Thursday, January 3, 2013

1/3/2013 Thursday January 3, 2013


6:15am - Joint mobility drills - 30 minutes

6:45am - Kettlebell warm up ("Standard")

1/2K halos - 8kg, 4X each side / each leg (total 16X)
1/2K pullover - 12 kg, 5X each leg

1/2K halos - 12kg, 4X each side / each leg (total 16X)
1/2K pullover - 16 kg, 5X each leg
Roll to press (TGU start) - shoulder cam shafts, each arm


7:15am - Training session with Ross - Focus on DB SL DL, PPR, DB SW

Warm up -
TGU 20kg, single each arm
DB DL 36 kg, 5, 1H alternating, 5 each arm
DB BU Sq 16 kg, 2
TK SSPR with 16kg, 5 each arm

The following combination was done for 1X:
DB SW 20kg, 5
PPR 20kg, 5 each arm

We then worked on DB SL DL techniques with the 16 kg and 12 kg bells.
Combinations essentially of 3 reps each leg with 16s, then 2 with 12s, back to 3 with 16s.  The focus was on a straight back leg, really stretching to engage the glute on the stretching leg side, as well as keeping elbows straight and shoulders locked in with lats engaged  (DL position).


The following combination was done for 3X, with the single leg deads intermixed between each set:
DB SW 24kg, 5
PPR 24kg, 5 each arm was the goal (it ended up being 5, 4, 3)


8:15am - Complete

Notes -
DB SW with 24s felt very very good.  I should stalk DB 28s because I believe I am there to try this.

The SL DLs were good.  Need to reinforce keeping a flat back and really look to fire the glute on the stretching leg hard.

The PPR needs work.  Felt fatigued on the 24s and the hips were not driving the bell enough.  I need to drop a bell size to the 20kg and really hone technique, then back up to the 24.  Doing DB SW with 28s should help make the 20kg feel "light" on the PPR.

1 comment:

  1. Firstly, much respect to you for putting this together. Accountability is everything. And inviting all of the interweb to be your accountability partner is ballsy -- good on you.

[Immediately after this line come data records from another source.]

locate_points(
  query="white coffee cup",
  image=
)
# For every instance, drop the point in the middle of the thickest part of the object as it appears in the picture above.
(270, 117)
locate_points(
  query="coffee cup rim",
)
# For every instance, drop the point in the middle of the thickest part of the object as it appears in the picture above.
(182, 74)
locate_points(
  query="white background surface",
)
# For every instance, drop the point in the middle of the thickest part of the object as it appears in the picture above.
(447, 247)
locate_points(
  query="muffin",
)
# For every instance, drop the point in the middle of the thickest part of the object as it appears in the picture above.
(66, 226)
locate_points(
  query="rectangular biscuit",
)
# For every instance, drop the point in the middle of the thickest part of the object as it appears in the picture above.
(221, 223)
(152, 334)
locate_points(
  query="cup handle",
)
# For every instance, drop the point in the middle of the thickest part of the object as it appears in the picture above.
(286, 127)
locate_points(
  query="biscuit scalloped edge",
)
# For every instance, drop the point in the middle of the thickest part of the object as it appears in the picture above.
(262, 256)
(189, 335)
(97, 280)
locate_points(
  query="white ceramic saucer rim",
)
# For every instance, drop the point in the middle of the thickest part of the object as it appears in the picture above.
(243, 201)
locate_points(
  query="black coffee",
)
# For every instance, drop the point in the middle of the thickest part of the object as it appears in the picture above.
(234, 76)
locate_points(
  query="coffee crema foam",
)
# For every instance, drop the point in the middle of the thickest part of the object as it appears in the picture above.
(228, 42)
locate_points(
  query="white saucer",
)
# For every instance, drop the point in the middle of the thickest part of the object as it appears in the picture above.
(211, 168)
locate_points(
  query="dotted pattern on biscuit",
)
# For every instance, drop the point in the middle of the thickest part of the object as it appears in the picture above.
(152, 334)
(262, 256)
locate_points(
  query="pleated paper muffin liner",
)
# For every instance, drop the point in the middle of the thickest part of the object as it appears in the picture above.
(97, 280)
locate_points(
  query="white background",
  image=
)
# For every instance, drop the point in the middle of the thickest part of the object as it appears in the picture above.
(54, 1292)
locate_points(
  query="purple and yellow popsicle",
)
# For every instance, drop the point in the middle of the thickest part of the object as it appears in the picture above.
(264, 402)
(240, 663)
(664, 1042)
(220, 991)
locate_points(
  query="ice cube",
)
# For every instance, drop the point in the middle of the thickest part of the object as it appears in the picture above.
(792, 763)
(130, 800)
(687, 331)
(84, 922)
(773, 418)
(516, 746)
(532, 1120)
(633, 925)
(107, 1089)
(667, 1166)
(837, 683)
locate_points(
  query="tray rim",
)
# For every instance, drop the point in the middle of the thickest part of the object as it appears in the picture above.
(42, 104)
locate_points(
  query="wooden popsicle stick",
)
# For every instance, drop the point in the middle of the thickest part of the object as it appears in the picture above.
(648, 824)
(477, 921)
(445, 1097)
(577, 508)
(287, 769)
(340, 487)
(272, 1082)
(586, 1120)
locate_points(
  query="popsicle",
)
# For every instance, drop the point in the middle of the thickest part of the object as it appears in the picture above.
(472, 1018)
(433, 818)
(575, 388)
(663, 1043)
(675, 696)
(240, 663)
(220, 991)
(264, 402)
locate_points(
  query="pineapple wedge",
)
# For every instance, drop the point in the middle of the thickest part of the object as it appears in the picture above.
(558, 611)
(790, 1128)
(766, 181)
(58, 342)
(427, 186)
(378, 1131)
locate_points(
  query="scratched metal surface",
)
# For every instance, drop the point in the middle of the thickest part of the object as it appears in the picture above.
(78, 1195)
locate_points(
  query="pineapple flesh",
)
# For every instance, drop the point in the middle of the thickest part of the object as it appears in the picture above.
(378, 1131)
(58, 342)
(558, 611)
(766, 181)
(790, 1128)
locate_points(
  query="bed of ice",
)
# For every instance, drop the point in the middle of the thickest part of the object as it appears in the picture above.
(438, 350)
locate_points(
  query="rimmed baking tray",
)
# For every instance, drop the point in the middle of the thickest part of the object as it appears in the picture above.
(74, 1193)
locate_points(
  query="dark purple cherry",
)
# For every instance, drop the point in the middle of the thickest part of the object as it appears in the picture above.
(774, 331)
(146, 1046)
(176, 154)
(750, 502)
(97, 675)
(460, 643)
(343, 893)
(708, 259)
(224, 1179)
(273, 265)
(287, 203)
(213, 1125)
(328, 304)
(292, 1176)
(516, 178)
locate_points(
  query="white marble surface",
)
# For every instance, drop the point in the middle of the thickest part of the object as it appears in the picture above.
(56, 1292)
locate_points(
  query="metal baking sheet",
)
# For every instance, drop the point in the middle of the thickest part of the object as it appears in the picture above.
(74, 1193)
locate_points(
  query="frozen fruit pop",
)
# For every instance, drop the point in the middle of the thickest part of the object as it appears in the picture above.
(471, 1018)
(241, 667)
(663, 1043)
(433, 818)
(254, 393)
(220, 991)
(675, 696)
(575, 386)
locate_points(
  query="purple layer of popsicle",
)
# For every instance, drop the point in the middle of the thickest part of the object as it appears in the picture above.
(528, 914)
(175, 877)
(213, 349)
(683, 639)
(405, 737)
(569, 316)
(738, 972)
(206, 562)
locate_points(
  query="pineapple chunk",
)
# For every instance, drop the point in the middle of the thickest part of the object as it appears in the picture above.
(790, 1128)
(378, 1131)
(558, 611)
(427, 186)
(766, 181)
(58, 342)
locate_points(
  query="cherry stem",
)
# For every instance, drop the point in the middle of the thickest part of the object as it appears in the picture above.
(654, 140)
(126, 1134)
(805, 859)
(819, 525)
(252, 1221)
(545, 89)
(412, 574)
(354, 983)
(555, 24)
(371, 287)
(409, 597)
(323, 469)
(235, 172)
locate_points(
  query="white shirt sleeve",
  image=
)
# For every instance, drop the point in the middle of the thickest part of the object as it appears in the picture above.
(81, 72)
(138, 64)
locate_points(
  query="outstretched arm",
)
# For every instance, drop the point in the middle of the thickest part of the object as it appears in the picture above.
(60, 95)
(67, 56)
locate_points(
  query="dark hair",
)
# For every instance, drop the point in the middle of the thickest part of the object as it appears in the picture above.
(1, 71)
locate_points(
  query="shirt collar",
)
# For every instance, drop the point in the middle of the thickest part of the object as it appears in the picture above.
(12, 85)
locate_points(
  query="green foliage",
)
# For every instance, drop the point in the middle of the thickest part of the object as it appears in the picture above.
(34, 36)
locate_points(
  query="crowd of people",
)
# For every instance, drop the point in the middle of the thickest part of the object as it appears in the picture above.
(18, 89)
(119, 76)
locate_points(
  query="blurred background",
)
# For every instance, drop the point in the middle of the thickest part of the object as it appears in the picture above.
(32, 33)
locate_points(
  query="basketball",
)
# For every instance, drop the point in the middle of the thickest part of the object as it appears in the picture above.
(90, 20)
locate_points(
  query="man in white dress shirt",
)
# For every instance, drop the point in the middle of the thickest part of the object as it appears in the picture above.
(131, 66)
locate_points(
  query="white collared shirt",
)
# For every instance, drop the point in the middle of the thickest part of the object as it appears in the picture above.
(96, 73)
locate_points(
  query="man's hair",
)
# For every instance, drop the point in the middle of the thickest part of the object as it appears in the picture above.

    I recommend you work your push press with a wide variety of weights, even down to 12. (and DB 12) You'll probably find that even a small weight like the 12 will challenge your core in the hip snap to push press, and teach your core and hips something. One of these days, do some weight ladders on push press (1H or DB) everything 12 to 24. See what happens.

    Your training and commitment inspires me. Thank you.